Rahul watched silently as Mahesh did a quick bow and nod and opened the door. “I lighted
all the mosquito lamps earlier, so Baby should be safe from bites.”
“Thank you, kaka,” she said, and Rahul followed her out, where they were stopped by mali kaka, the gardener, who also started when he saw her out at this time of day. Unless it was because she was with Rahul. But no, that wasn’t it this time, because pride shone in Mali kaka’s rheumy eyes when they fell on Rahul’s uniform, and he straightened and saluted him. Instead of smiling at him or being embarrassed, Rahul saluted back, a quick, smart flick of hand against forehead that flashed a whole different Rahul at her.
For a minute her absolute belief that she knew him, all of him, inside and out, teetered. But he walked to the gate and she followed him, her heart hammering at the thought of what lay beyond those high wood-and-brass gates. This was where she had first seen him, standing right by the gate, the storm inside him too large to be dwarfed by her vantage point on top of the gatehouse.

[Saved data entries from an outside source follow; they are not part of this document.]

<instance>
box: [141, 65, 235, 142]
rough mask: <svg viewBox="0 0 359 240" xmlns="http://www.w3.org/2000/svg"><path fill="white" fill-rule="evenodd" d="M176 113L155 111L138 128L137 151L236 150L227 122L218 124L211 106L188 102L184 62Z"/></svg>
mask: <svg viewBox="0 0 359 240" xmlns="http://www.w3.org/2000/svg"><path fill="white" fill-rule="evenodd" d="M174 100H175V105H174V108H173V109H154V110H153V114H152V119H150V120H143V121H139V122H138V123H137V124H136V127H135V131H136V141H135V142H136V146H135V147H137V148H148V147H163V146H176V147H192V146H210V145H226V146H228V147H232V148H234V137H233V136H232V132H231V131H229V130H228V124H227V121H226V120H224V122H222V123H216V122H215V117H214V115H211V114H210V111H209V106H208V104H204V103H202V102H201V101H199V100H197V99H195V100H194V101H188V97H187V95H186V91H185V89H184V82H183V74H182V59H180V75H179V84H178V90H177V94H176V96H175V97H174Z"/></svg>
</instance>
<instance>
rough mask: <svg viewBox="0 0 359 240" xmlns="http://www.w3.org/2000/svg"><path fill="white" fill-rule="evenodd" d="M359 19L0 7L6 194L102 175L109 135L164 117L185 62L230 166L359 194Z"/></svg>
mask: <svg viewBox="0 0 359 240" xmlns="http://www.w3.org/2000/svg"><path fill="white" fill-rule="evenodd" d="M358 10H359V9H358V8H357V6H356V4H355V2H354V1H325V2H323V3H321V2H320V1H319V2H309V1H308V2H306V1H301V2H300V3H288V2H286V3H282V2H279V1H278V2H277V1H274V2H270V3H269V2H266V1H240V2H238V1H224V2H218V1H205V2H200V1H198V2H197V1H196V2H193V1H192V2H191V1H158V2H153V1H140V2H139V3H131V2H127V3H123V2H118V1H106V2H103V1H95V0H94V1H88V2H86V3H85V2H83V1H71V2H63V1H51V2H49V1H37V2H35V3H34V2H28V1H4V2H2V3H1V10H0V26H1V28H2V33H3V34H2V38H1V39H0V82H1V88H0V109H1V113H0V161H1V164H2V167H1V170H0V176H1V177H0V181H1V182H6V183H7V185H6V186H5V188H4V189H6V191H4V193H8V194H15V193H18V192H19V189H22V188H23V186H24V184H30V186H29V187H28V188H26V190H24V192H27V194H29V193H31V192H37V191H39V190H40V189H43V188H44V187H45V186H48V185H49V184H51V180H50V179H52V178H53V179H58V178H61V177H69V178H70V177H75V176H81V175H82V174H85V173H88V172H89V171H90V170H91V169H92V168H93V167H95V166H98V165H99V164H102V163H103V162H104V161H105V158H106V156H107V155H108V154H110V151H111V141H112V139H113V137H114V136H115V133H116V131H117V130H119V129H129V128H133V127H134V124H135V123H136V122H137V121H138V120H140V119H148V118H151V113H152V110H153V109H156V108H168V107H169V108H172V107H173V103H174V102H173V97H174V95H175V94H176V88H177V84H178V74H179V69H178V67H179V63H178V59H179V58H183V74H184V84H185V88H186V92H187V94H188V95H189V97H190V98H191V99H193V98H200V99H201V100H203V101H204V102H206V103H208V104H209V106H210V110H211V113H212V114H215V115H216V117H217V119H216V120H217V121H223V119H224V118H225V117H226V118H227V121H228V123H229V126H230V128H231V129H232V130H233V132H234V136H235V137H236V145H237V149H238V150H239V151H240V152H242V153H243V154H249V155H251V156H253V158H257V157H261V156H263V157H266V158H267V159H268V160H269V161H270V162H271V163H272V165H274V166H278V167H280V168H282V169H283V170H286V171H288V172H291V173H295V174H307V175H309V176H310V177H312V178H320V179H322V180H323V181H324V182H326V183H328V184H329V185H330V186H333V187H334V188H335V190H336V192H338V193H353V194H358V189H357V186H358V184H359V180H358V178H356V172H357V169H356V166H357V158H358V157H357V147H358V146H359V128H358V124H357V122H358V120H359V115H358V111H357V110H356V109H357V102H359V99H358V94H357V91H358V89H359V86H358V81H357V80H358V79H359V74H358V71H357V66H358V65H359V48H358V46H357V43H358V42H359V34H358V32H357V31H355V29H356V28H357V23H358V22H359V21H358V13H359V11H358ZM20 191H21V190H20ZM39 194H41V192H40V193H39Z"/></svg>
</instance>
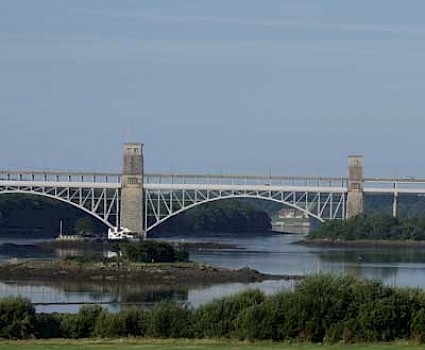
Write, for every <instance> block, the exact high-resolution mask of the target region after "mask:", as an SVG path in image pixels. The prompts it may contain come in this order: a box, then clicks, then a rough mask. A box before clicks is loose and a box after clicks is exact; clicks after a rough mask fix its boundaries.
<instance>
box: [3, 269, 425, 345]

“Wait a minute, Rahul,” she said, breathing hard. “Why don’t we walk for a bit on the back lawn?”
He came back to her, leaned into her ear, and pointed at the gatehouse. “Remember that girl, Kimi? You know what struck me most about her that day?”
“That she had freakishly large eyes. I know, you’ve told me a million times.”
He smiled like that boy he’d been. Storm Boy.
“She still has freakishly large eyes. But back then her eyes held adventure.”
She swallowed. Then took the hand he proffered and her feet began to move.
It had been exactly what she needed to hear. Adventure—she had craved it with a mad, childish wanting. It used to make her want to skip. It used to make her feel like she was bursting out of her skin.
Twelve years and it was gone without a trace, and she couldn’t backtrack to the moment when it had disappeared.
She ran past him and stopped when Bhola smiled widely at her. “Hello, Kimi-baby,” he said, pulling the gate open. “Saying bye-bye to Rahul? Very good,” he said in careful English. And it made her smile even wider.